Aave founder Stani Kulechov stated that the team is working with multiple partners to advance various recovery plans to achieve an orderly return to normal market conditions and protect user interests. The Arbitrum Security Council has recovered $70 million worth of ETH, significantly reducing potential risk exposure.

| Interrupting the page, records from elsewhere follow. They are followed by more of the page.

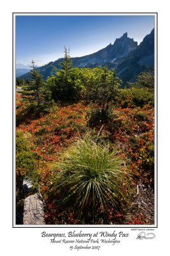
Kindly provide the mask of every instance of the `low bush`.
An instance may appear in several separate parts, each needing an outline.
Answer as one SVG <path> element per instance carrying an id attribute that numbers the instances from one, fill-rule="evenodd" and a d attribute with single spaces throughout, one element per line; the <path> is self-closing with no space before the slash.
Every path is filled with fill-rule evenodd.
<path id="1" fill-rule="evenodd" d="M 87 112 L 86 119 L 87 119 L 87 124 L 90 127 L 95 127 L 96 125 L 108 123 L 113 118 L 113 115 L 111 111 L 106 113 L 103 112 L 101 109 L 94 108 Z"/>

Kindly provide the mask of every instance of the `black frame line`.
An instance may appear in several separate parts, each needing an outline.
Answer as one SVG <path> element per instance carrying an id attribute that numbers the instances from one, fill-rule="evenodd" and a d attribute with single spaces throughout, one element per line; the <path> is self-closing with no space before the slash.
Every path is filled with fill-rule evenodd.
<path id="1" fill-rule="evenodd" d="M 156 223 L 156 227 L 153 227 L 153 228 L 158 228 L 158 13 L 157 12 L 13 12 L 12 13 L 12 228 L 143 228 L 145 227 L 145 225 L 140 226 L 140 225 L 133 225 L 131 227 L 95 227 L 95 225 L 93 225 L 92 227 L 78 227 L 79 225 L 73 225 L 73 227 L 60 227 L 59 225 L 57 225 L 56 227 L 45 227 L 45 225 L 42 225 L 41 227 L 36 227 L 34 225 L 34 227 L 24 227 L 24 225 L 21 225 L 20 227 L 15 227 L 14 225 L 14 211 L 13 211 L 13 200 L 14 200 L 14 195 L 13 195 L 13 189 L 14 189 L 14 184 L 13 184 L 13 179 L 14 179 L 14 143 L 13 143 L 13 140 L 14 140 L 14 131 L 15 131 L 16 129 L 16 124 L 15 126 L 14 127 L 14 114 L 15 114 L 15 110 L 14 113 L 14 100 L 13 100 L 13 96 L 14 96 L 14 92 L 13 92 L 13 84 L 14 84 L 14 32 L 15 33 L 16 31 L 16 28 L 14 31 L 14 28 L 13 28 L 13 24 L 14 24 L 14 17 L 15 15 L 17 14 L 30 14 L 30 16 L 31 16 L 32 14 L 80 14 L 80 16 L 81 14 L 143 14 L 144 15 L 145 14 L 154 14 L 155 15 L 155 20 L 157 21 L 157 34 L 156 34 L 156 38 L 155 38 L 155 42 L 156 39 L 156 42 L 157 42 L 157 48 L 156 48 L 156 51 L 157 51 L 157 63 L 156 63 L 156 67 L 157 67 L 157 91 L 155 92 L 155 88 L 154 92 L 156 92 L 156 99 L 157 99 L 157 116 L 156 118 L 155 118 L 155 120 L 157 120 L 157 126 L 156 126 L 156 148 L 155 149 L 155 153 L 156 152 L 157 154 L 157 163 L 156 165 L 155 166 L 157 168 L 157 173 L 156 173 L 156 177 L 157 177 L 157 183 L 156 183 L 156 186 L 157 186 L 157 221 Z M 24 15 L 23 15 L 24 16 Z M 155 28 L 155 24 L 154 26 L 154 28 Z M 16 47 L 15 49 L 15 51 L 16 52 Z M 15 54 L 16 56 L 16 54 Z M 154 145 L 155 146 L 155 141 L 154 143 Z M 103 225 L 104 226 L 104 225 Z"/>

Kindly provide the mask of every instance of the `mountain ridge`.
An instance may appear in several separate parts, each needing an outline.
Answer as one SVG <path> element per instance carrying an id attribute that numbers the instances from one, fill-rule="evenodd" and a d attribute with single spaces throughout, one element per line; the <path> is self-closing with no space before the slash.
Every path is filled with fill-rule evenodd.
<path id="1" fill-rule="evenodd" d="M 113 44 L 110 44 L 90 54 L 72 57 L 71 60 L 73 67 L 93 68 L 107 65 L 109 68 L 117 70 L 117 74 L 124 83 L 133 81 L 141 72 L 154 66 L 154 28 L 139 45 L 133 38 L 127 36 L 126 32 L 120 38 L 116 38 Z M 63 58 L 59 58 L 38 69 L 44 79 L 46 79 L 53 72 L 52 66 L 60 68 L 60 63 L 63 60 Z M 24 79 L 29 76 L 26 74 L 20 77 Z"/>

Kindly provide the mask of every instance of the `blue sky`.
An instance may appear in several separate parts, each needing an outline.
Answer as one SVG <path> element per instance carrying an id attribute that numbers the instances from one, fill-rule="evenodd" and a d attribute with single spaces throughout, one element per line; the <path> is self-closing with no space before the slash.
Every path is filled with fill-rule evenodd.
<path id="1" fill-rule="evenodd" d="M 127 32 L 138 44 L 154 28 L 153 15 L 17 15 L 16 63 L 41 66 L 63 57 L 96 52 Z"/>

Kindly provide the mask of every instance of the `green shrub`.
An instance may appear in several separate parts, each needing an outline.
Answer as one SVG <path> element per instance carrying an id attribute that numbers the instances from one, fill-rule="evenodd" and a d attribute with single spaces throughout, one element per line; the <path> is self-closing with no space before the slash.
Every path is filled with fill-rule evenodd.
<path id="1" fill-rule="evenodd" d="M 147 115 L 145 112 L 139 111 L 134 114 L 134 118 L 137 119 L 138 121 L 148 121 L 148 118 Z"/>
<path id="2" fill-rule="evenodd" d="M 28 135 L 22 131 L 16 133 L 16 168 L 17 175 L 31 177 L 34 175 L 38 156 L 31 151 Z"/>
<path id="3" fill-rule="evenodd" d="M 52 195 L 60 189 L 62 204 L 74 205 L 79 216 L 87 209 L 94 213 L 96 207 L 104 212 L 109 207 L 121 209 L 127 202 L 127 190 L 122 190 L 129 177 L 125 158 L 97 140 L 87 134 L 66 150 L 53 170 Z"/>
<path id="4" fill-rule="evenodd" d="M 111 111 L 103 112 L 101 109 L 94 108 L 86 115 L 87 124 L 90 127 L 95 127 L 99 124 L 108 123 L 111 121 L 113 116 Z"/>

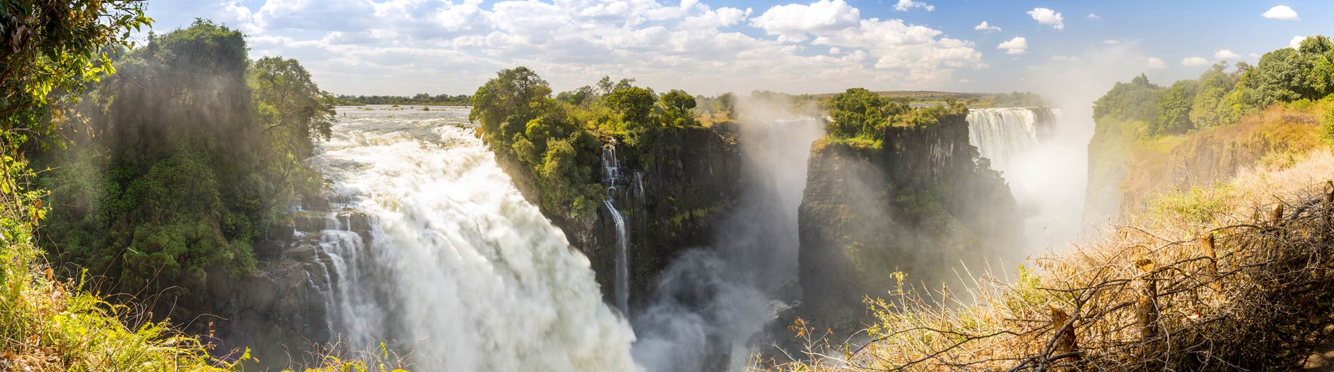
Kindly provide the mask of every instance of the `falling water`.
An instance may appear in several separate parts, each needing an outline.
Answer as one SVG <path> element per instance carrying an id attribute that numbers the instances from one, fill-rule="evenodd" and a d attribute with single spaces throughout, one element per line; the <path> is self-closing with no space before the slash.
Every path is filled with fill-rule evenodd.
<path id="1" fill-rule="evenodd" d="M 626 253 L 626 217 L 616 211 L 611 199 L 603 200 L 611 221 L 616 225 L 616 308 L 630 315 L 630 257 Z"/>
<path id="2" fill-rule="evenodd" d="M 710 247 L 676 257 L 658 276 L 650 305 L 635 317 L 635 357 L 651 371 L 743 371 L 750 355 L 774 343 L 764 331 L 796 297 L 796 209 L 814 117 L 754 117 L 739 133 L 744 191 Z M 786 335 L 790 337 L 790 335 Z"/>
<path id="3" fill-rule="evenodd" d="M 602 168 L 606 175 L 603 183 L 607 184 L 607 199 L 602 201 L 616 225 L 616 308 L 622 313 L 630 315 L 630 255 L 626 245 L 630 244 L 626 232 L 626 217 L 616 211 L 616 184 L 620 183 L 620 161 L 616 160 L 616 141 L 602 148 Z M 638 173 L 635 173 L 638 176 Z"/>
<path id="4" fill-rule="evenodd" d="M 312 159 L 350 196 L 320 233 L 342 340 L 414 348 L 415 371 L 638 369 L 587 257 L 496 167 L 466 108 L 342 111 Z"/>
<path id="5" fill-rule="evenodd" d="M 968 143 L 978 147 L 992 168 L 1006 169 L 1021 152 L 1038 144 L 1043 125 L 1037 108 L 968 109 Z"/>

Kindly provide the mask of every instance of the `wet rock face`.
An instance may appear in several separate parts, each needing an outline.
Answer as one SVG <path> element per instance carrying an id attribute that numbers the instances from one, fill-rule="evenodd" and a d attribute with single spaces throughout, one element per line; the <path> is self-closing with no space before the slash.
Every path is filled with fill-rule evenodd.
<path id="1" fill-rule="evenodd" d="M 620 144 L 616 152 L 623 183 L 618 187 L 615 204 L 624 215 L 630 239 L 630 304 L 634 309 L 648 297 L 658 273 L 674 257 L 712 241 L 714 227 L 740 193 L 743 159 L 730 123 L 670 128 L 651 149 Z M 506 156 L 498 156 L 496 161 L 530 203 L 542 205 L 542 189 L 531 172 Z M 591 181 L 603 177 L 600 169 L 595 173 Z M 546 209 L 543 215 L 566 233 L 571 245 L 588 256 L 604 299 L 614 303 L 616 229 L 606 208 L 583 217 Z"/>
<path id="2" fill-rule="evenodd" d="M 1022 220 L 1009 187 L 979 168 L 967 121 L 895 127 L 880 149 L 819 140 L 798 209 L 799 312 L 838 332 L 858 329 L 863 296 L 904 284 L 958 288 L 960 261 L 978 268 L 1017 247 Z"/>
<path id="3" fill-rule="evenodd" d="M 323 197 L 300 205 L 303 211 L 289 213 L 289 224 L 269 227 L 255 243 L 259 263 L 253 273 L 209 273 L 205 293 L 191 297 L 203 299 L 192 308 L 215 316 L 195 321 L 188 332 L 212 332 L 224 353 L 263 345 L 252 355 L 259 367 L 271 369 L 287 368 L 289 357 L 300 361 L 312 345 L 331 340 L 325 296 L 338 277 L 329 271 L 331 257 L 319 247 L 320 232 L 348 229 L 370 241 L 372 221 L 363 212 L 312 209 L 328 208 Z"/>

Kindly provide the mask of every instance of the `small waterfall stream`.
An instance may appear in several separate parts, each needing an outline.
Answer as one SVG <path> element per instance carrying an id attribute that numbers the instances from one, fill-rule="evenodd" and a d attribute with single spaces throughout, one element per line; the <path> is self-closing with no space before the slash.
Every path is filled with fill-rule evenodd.
<path id="1" fill-rule="evenodd" d="M 1017 156 L 1038 145 L 1047 131 L 1041 108 L 1005 107 L 968 109 L 968 143 L 978 147 L 991 168 L 1006 169 Z"/>
<path id="2" fill-rule="evenodd" d="M 607 213 L 611 215 L 612 223 L 616 225 L 616 308 L 620 309 L 626 317 L 630 316 L 630 253 L 626 252 L 630 244 L 630 236 L 626 231 L 626 217 L 620 215 L 616 209 L 616 184 L 620 183 L 620 161 L 616 160 L 616 140 L 612 139 L 606 147 L 602 148 L 602 168 L 603 168 L 603 183 L 607 185 L 607 199 L 602 201 L 607 207 Z M 639 173 L 635 172 L 636 185 L 639 185 Z M 636 192 L 642 192 L 638 191 Z"/>

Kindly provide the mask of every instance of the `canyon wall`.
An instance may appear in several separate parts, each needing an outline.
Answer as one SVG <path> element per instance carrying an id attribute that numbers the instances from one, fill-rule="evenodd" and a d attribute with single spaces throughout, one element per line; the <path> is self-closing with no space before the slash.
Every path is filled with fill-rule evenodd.
<path id="1" fill-rule="evenodd" d="M 979 165 L 964 116 L 890 127 L 878 148 L 828 137 L 812 145 L 799 209 L 803 313 L 855 331 L 863 296 L 952 287 L 967 277 L 960 264 L 978 272 L 1018 243 L 1014 197 Z"/>

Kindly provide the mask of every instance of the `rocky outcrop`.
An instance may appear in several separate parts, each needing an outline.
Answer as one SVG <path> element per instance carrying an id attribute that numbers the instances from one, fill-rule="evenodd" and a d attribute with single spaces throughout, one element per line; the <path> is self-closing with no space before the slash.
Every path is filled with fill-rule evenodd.
<path id="1" fill-rule="evenodd" d="M 858 329 L 863 296 L 900 284 L 939 289 L 960 261 L 978 268 L 1017 245 L 1019 213 L 995 171 L 978 165 L 963 113 L 891 127 L 879 148 L 812 145 L 799 213 L 802 313 Z"/>
<path id="2" fill-rule="evenodd" d="M 320 248 L 320 232 L 348 229 L 370 241 L 371 221 L 356 211 L 331 212 L 324 197 L 307 199 L 301 207 L 256 241 L 255 272 L 240 276 L 215 272 L 192 289 L 203 295 L 188 296 L 199 303 L 187 308 L 203 309 L 209 316 L 189 323 L 187 332 L 208 336 L 223 355 L 249 347 L 259 360 L 256 367 L 269 369 L 301 363 L 313 347 L 335 339 L 329 333 L 327 296 L 339 279 L 332 271 L 332 257 Z"/>
<path id="3" fill-rule="evenodd" d="M 614 199 L 630 236 L 631 308 L 647 299 L 658 273 L 674 257 L 708 244 L 712 227 L 736 204 L 743 160 L 732 125 L 664 128 L 651 148 L 618 145 L 623 177 Z M 532 172 L 523 171 L 510 156 L 498 155 L 496 161 L 530 203 L 543 205 Z M 591 181 L 602 180 L 602 169 L 594 177 Z M 611 303 L 616 229 L 606 208 L 576 217 L 543 208 L 543 215 L 588 256 L 603 296 Z"/>
<path id="4" fill-rule="evenodd" d="M 1247 167 L 1291 164 L 1321 144 L 1315 123 L 1313 115 L 1274 107 L 1181 136 L 1134 140 L 1099 131 L 1089 145 L 1086 221 L 1145 211 L 1157 195 L 1211 187 Z"/>

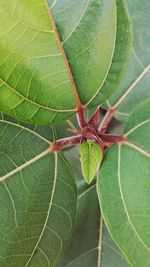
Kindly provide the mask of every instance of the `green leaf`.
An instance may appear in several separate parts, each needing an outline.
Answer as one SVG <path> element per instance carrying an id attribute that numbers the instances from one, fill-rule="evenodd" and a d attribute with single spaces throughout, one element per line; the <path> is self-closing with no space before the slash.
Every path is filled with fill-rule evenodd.
<path id="1" fill-rule="evenodd" d="M 108 103 L 113 106 L 130 89 L 116 113 L 117 118 L 122 121 L 128 119 L 129 113 L 140 102 L 150 97 L 150 1 L 127 0 L 127 3 L 133 24 L 132 54 L 124 79 Z"/>
<path id="2" fill-rule="evenodd" d="M 88 140 L 80 145 L 82 173 L 88 184 L 94 179 L 102 158 L 102 150 L 98 144 Z"/>
<path id="3" fill-rule="evenodd" d="M 87 187 L 84 184 L 84 190 L 80 187 L 75 231 L 56 266 L 127 267 L 106 227 L 101 225 L 95 185 Z"/>
<path id="4" fill-rule="evenodd" d="M 107 152 L 97 185 L 109 231 L 136 267 L 150 263 L 149 114 L 150 100 L 131 113 L 125 126 L 127 141 Z"/>
<path id="5" fill-rule="evenodd" d="M 39 133 L 0 120 L 1 266 L 54 266 L 70 238 L 75 181 L 49 147 Z"/>
<path id="6" fill-rule="evenodd" d="M 102 103 L 116 89 L 129 55 L 130 21 L 124 1 L 48 2 L 81 102 L 90 107 Z"/>
<path id="7" fill-rule="evenodd" d="M 117 54 L 122 72 L 129 47 L 126 11 L 115 0 L 78 0 L 76 5 L 71 0 L 69 6 L 50 1 L 62 42 L 45 3 L 0 3 L 0 110 L 34 124 L 61 122 L 80 100 L 90 104 Z M 119 49 L 118 34 L 124 39 Z M 105 97 L 109 94 L 106 88 Z"/>

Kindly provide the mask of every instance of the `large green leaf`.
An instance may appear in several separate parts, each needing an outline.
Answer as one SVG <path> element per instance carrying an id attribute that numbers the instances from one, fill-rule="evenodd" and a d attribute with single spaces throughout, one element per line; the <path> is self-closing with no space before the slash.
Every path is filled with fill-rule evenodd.
<path id="1" fill-rule="evenodd" d="M 103 153 L 98 144 L 87 140 L 80 145 L 82 173 L 88 184 L 94 179 L 102 158 Z"/>
<path id="2" fill-rule="evenodd" d="M 61 42 L 46 1 L 1 0 L 0 110 L 23 121 L 50 124 L 73 114 L 78 94 L 83 104 L 90 103 L 114 57 L 123 59 L 121 72 L 127 61 L 129 22 L 119 2 L 50 1 Z M 119 51 L 118 35 L 123 38 Z"/>
<path id="3" fill-rule="evenodd" d="M 109 231 L 133 267 L 150 264 L 149 114 L 150 100 L 131 113 L 127 141 L 107 152 L 97 187 Z"/>
<path id="4" fill-rule="evenodd" d="M 61 153 L 31 129 L 0 120 L 0 265 L 54 266 L 70 238 L 76 186 Z"/>
<path id="5" fill-rule="evenodd" d="M 79 191 L 74 235 L 57 267 L 127 267 L 106 227 L 101 225 L 95 185 L 84 184 L 83 189 L 82 184 Z"/>
<path id="6" fill-rule="evenodd" d="M 123 121 L 127 120 L 137 104 L 150 97 L 150 1 L 128 0 L 127 3 L 133 24 L 132 55 L 122 83 L 109 99 L 109 104 L 113 106 L 129 89 L 129 94 L 120 102 L 116 114 Z"/>

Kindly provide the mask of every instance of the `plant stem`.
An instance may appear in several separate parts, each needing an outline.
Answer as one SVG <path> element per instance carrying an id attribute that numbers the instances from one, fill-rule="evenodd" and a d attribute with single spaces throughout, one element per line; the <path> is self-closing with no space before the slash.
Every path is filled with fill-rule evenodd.
<path id="1" fill-rule="evenodd" d="M 72 136 L 72 137 L 67 137 L 63 138 L 60 140 L 56 140 L 52 143 L 50 151 L 51 152 L 59 152 L 63 148 L 74 146 L 76 144 L 79 144 L 81 141 L 82 136 Z"/>

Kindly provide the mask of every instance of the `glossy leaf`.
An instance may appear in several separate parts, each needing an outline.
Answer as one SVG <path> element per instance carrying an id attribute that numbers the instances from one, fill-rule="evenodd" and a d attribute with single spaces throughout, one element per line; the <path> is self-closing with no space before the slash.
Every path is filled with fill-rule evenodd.
<path id="1" fill-rule="evenodd" d="M 64 156 L 49 147 L 33 130 L 0 120 L 1 266 L 54 266 L 70 238 L 76 186 Z"/>
<path id="2" fill-rule="evenodd" d="M 112 106 L 130 89 L 117 110 L 117 118 L 122 121 L 128 119 L 129 113 L 140 102 L 150 97 L 150 36 L 147 27 L 150 24 L 150 1 L 127 0 L 127 4 L 133 25 L 132 54 L 124 79 L 109 99 Z M 144 75 L 140 78 L 142 73 Z"/>
<path id="3" fill-rule="evenodd" d="M 94 179 L 102 158 L 102 150 L 98 144 L 88 140 L 80 145 L 82 173 L 88 184 Z"/>
<path id="4" fill-rule="evenodd" d="M 95 185 L 87 187 L 82 184 L 78 189 L 80 193 L 77 201 L 75 231 L 69 246 L 56 266 L 127 267 L 127 263 L 112 242 L 106 227 L 104 225 L 101 227 Z"/>
<path id="5" fill-rule="evenodd" d="M 125 126 L 127 142 L 107 152 L 97 187 L 109 231 L 136 267 L 150 263 L 149 114 L 150 100 L 131 113 Z"/>
<path id="6" fill-rule="evenodd" d="M 90 107 L 102 103 L 116 89 L 129 55 L 130 21 L 124 1 L 48 2 L 81 102 Z"/>
<path id="7" fill-rule="evenodd" d="M 72 0 L 68 6 L 68 1 L 58 0 L 50 1 L 53 8 L 48 11 L 42 0 L 38 5 L 35 0 L 2 0 L 0 110 L 30 123 L 52 124 L 71 116 L 80 100 L 90 103 L 117 53 L 121 73 L 127 61 L 129 22 L 124 6 L 116 3 L 84 0 L 74 5 Z M 120 16 L 124 35 L 121 25 L 116 27 Z M 119 51 L 117 35 L 124 38 Z M 110 90 L 105 91 L 108 97 Z"/>

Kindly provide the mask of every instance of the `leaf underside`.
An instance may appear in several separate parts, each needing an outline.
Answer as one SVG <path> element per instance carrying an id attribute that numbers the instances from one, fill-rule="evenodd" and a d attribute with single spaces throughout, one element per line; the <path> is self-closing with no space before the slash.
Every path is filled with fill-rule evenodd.
<path id="1" fill-rule="evenodd" d="M 49 141 L 0 121 L 0 265 L 54 266 L 70 238 L 76 186 L 62 153 Z M 61 224 L 60 224 L 61 222 Z"/>
<path id="2" fill-rule="evenodd" d="M 105 83 L 98 103 L 116 87 L 115 77 L 123 72 L 130 46 L 123 1 L 78 0 L 75 5 L 71 0 L 66 4 L 64 0 L 55 5 L 49 2 L 48 10 L 42 0 L 38 6 L 35 0 L 28 4 L 1 0 L 2 112 L 34 124 L 58 123 L 77 107 L 76 91 L 81 103 L 91 107 L 97 104 L 92 101 L 107 76 L 111 88 Z"/>
<path id="3" fill-rule="evenodd" d="M 123 122 L 128 119 L 130 112 L 139 103 L 150 97 L 150 38 L 147 29 L 147 25 L 150 24 L 150 2 L 149 0 L 127 0 L 127 4 L 133 25 L 132 54 L 124 78 L 115 93 L 109 98 L 108 104 L 113 106 L 127 89 L 134 85 L 141 73 L 146 69 L 147 71 L 143 78 L 133 86 L 117 110 L 116 117 Z"/>

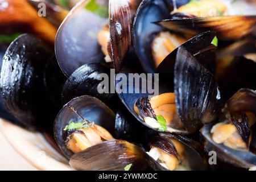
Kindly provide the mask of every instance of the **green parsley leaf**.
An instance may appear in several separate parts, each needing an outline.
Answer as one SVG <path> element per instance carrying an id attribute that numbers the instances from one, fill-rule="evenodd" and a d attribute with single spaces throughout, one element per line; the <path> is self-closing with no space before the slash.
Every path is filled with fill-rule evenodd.
<path id="1" fill-rule="evenodd" d="M 68 9 L 69 7 L 69 3 L 68 3 L 68 0 L 59 0 L 59 3 L 60 5 Z"/>
<path id="2" fill-rule="evenodd" d="M 162 115 L 156 115 L 157 122 L 160 125 L 160 127 L 158 130 L 159 131 L 166 131 L 167 130 L 167 127 L 166 126 L 166 121 Z"/>
<path id="3" fill-rule="evenodd" d="M 200 5 L 199 0 L 191 0 L 188 5 L 193 5 L 196 6 L 199 6 Z"/>
<path id="4" fill-rule="evenodd" d="M 63 130 L 67 131 L 69 130 L 77 130 L 77 129 L 87 129 L 92 126 L 92 124 L 86 123 L 85 122 L 81 122 L 80 123 L 71 122 L 66 126 Z"/>
<path id="5" fill-rule="evenodd" d="M 109 6 L 105 5 L 100 5 L 96 0 L 91 0 L 85 6 L 85 9 L 102 18 L 109 17 Z"/>
<path id="6" fill-rule="evenodd" d="M 129 164 L 126 167 L 125 167 L 123 169 L 125 169 L 125 171 L 129 171 L 132 166 L 133 164 Z"/>
<path id="7" fill-rule="evenodd" d="M 214 36 L 213 39 L 212 39 L 211 44 L 216 47 L 218 46 L 218 38 L 217 38 L 217 36 Z"/>
<path id="8" fill-rule="evenodd" d="M 20 34 L 19 33 L 11 35 L 0 34 L 0 43 L 10 44 L 20 35 Z"/>
<path id="9" fill-rule="evenodd" d="M 216 11 L 217 11 L 217 15 L 220 16 L 222 16 L 223 14 L 224 13 L 224 12 L 221 11 L 218 9 L 216 10 Z"/>

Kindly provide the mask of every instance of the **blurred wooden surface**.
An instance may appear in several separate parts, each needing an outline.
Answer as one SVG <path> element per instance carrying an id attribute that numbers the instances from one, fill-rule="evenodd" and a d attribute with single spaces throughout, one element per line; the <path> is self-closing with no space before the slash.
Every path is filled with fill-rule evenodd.
<path id="1" fill-rule="evenodd" d="M 0 171 L 36 170 L 18 154 L 0 132 Z"/>

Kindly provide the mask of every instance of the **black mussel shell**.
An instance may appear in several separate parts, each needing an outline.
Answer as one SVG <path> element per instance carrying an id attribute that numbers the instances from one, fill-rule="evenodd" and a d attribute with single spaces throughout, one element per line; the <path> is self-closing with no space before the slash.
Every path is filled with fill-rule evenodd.
<path id="1" fill-rule="evenodd" d="M 218 61 L 219 59 L 229 56 L 242 56 L 246 53 L 255 53 L 256 52 L 255 42 L 255 39 L 248 38 L 228 45 L 218 52 Z"/>
<path id="2" fill-rule="evenodd" d="M 216 47 L 212 44 L 215 36 L 214 31 L 205 32 L 193 37 L 181 45 L 212 74 L 214 74 L 216 69 Z M 178 48 L 168 55 L 156 69 L 161 81 L 171 88 L 174 86 L 172 80 L 174 77 L 174 67 Z"/>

DefiLlama founder 0xngmi further pointed out that if the frozen funds are prioritized for the Arbitrum native Aave market, the bad debts related to rsETH are expected to decrease by 80% or even close to zero under the shared depreciation.
Nevertheless, Aave's Umbrella security reserves (approximately $80 million to $100 million) are still insufficient to cover a potential gap of $230.1 million. The protocol has advised pausing the Umbrella module to prevent automatic slashing from being triggered too quickly, instead opting for manual governance handling.
As of now, the WETH reserves in the Ethereum Core V3 market have been partially unfrozen, but the LTV remains at 0; WETH reserves in chains such as Prime, Arbitrum, Base, Mantle, and Linea remain frozen or limited.
2. Why did Spark avoid this loss?
Spark achieved zero direct losses during this Kelp DAO rsETH bridging attack, a decision that can be traced back to January 2026. When Aave incorporated rsETH into E-Mode and opened high leverage lending within the same timeframe, Spark chose to delist rsETH and other low utilization assets while tightening collateral admission standards.
After the incident, Spark's strategic director monetsupply.eth wrote to explain the rationale at that time, Spark has long set a high maximum interest rate cap for the ETH lending market, actively ceding part of its business and revenue to Aave (which had previously lowered ETH borrowing rates to below 10% to attract leveraged users) over the past year.
This choice had sparked considerable dissatisfaction among ETH leveraged strategy users, leading some funds to flow out of Spark. However, it has proven that delisting rsETH was an exceedingly prudent move—SparkLend's ETH withdrawal liquidity remains robust, while Aave's related markets have become locked in high utilization.